As you are probably aware by now, nVidia has released its new Pascal architecture, in the form of the GTX 1080, the ‘mainstream’ version of the architecture, codenamed GP104. nVidia had already presented the Tesla-varation of the high-end version earlier, codenamed GP100 (which has HBM2 memory). When they did that, they also published a whitepaper on the architecture.
It’s quite obvious that this is a big leap in performance. Then again, that was to be expected, given that GPUs are finally moving from 28 nm to 14/16 nm process technology. Aside from that, we have new HBM and GDDR5x technologies to increase memory bandwidth. But you can find all about that on the usual benchmark sites.
I would like to talk about the features instead. And although Pascal doesn’t improve dramatically over Maxwell v2 in the feature-department, there are a few things worth mentioning.
A cool trick that Pascal can do, is ‘Simultaneous Multi-Projection’. Which basically boils down to being able to render the same geometry with multiple different projections, as in render it from multiple viewports, in a single pass. Sadly I have not found any information yet on how you would actually implement this in terms of shaders and API states, but somehow I think it will be similar to the old geometry shader functionality where you could feed the same geometry to your shaders multiple times with different view/projection matrices, which allowed you to render a scene to a cubemap in a single pass for example. Since the implementation of the geometry shader was not very efficient, this never caught on. This time however, nVidia is showcasing the performance gains for VR usage and such, so apparently the new approach is all about efficiency.
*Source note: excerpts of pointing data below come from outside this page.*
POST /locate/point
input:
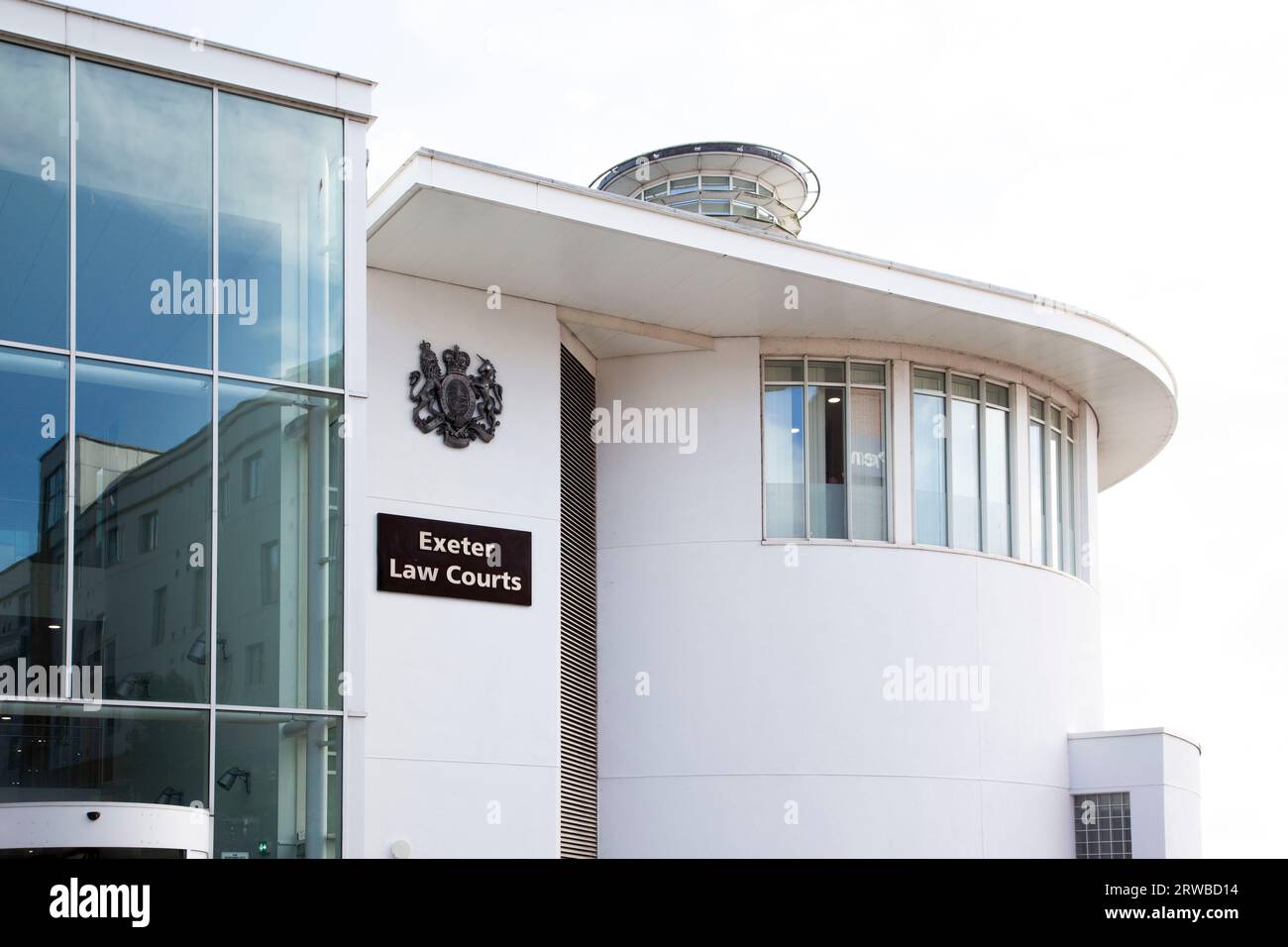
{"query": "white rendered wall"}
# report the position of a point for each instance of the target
(1160, 771)
(462, 697)
(765, 680)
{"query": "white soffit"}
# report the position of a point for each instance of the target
(473, 224)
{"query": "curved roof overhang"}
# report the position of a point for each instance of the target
(651, 275)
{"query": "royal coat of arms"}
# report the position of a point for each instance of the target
(464, 407)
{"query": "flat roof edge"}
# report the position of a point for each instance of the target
(1138, 732)
(978, 285)
(77, 31)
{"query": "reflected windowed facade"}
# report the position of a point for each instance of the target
(202, 512)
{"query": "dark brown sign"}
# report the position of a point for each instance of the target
(433, 557)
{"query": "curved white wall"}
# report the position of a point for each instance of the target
(765, 680)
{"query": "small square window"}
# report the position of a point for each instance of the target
(827, 371)
(866, 373)
(926, 380)
(1102, 825)
(149, 532)
(253, 474)
(965, 388)
(781, 369)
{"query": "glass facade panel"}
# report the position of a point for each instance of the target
(281, 243)
(140, 464)
(54, 754)
(867, 466)
(33, 501)
(785, 462)
(35, 161)
(277, 787)
(142, 530)
(143, 215)
(827, 371)
(925, 380)
(279, 611)
(930, 470)
(965, 444)
(824, 440)
(997, 482)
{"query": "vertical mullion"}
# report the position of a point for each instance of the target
(948, 458)
(982, 463)
(213, 630)
(805, 428)
(845, 438)
(69, 454)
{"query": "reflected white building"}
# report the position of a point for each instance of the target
(812, 534)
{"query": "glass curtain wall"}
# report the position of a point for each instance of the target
(962, 489)
(200, 611)
(824, 455)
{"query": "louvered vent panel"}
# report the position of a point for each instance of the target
(579, 731)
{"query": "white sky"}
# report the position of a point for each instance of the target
(1128, 158)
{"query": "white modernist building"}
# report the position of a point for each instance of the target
(678, 536)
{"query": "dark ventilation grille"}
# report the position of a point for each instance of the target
(579, 732)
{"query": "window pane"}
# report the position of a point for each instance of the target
(827, 371)
(1069, 532)
(965, 386)
(785, 462)
(825, 445)
(930, 466)
(927, 380)
(33, 499)
(34, 166)
(1037, 495)
(997, 482)
(864, 373)
(284, 599)
(785, 369)
(142, 528)
(143, 215)
(867, 466)
(277, 787)
(965, 474)
(281, 241)
(1055, 478)
(51, 754)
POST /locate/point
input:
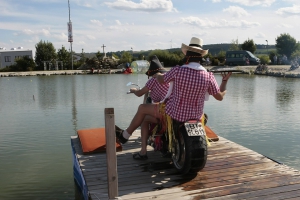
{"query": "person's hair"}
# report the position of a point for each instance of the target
(192, 57)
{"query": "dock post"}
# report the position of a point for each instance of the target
(111, 158)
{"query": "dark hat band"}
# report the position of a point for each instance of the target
(149, 71)
(195, 45)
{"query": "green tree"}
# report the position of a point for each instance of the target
(221, 56)
(286, 44)
(23, 63)
(167, 58)
(64, 56)
(126, 57)
(249, 45)
(98, 55)
(44, 51)
(234, 45)
(295, 54)
(115, 56)
(264, 59)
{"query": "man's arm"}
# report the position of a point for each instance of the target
(140, 92)
(160, 77)
(220, 95)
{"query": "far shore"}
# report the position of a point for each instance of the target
(273, 70)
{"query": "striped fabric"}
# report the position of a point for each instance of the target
(187, 99)
(158, 91)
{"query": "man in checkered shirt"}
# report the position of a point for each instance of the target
(191, 85)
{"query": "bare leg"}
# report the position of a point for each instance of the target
(143, 110)
(145, 132)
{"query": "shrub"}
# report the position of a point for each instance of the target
(264, 59)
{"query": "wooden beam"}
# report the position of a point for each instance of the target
(111, 157)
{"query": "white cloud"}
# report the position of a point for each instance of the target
(236, 11)
(28, 32)
(97, 22)
(284, 26)
(265, 3)
(260, 35)
(61, 36)
(43, 32)
(144, 5)
(91, 37)
(288, 11)
(117, 28)
(118, 22)
(206, 23)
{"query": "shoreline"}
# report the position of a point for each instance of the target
(273, 70)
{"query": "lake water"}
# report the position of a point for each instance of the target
(39, 114)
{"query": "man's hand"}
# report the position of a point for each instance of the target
(133, 90)
(226, 76)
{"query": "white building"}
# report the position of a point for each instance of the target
(7, 57)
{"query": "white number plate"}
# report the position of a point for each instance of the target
(194, 129)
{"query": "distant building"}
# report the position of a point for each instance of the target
(8, 57)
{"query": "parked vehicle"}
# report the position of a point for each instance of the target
(187, 145)
(241, 58)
Secondly, there is conservative rasterization. Maxwell v2 was the first card to give us this new rendering technology. It only supported tier 1 though. Pascal bumps this up to tier 2 support. And there we have the first ‘enigma’ of DirectX 12: for some reason hardly anyone is talking about this cool new rendering feature. It can bump up the level of visual realism another notch, because it allows you to do volumetric rendering on the GPU in a more efficient way (which means more dynamic/physically accurate lighting and less pre-baked lightmaps). Yet, nobody cares.
Lastly, we have to mention Asynchronous Compute Shaders obviously. There’s no getting around that one, I’m afraid. This is the second ‘enigma’ of DirectX 12: for some reason everyone is talking about this one. I personally do not care about this feature much (and neither do various other developers. Note how they also point out that it can even make performance worse if it is not tuned properly, yes also on AMD hardware. Starting to see what I meant earlier?). It may or may not make your mix of rendering/compute tasks run faster/more efficiently, but that’s about it. It does not dramatically improve performance, nor does it allow you to render things in a new way/use more advanced algorithms, like some other new features of DirectX 12. So I’m puzzled why the internet pretty much equates this particular feature with ‘DX12’, and ignores everything else.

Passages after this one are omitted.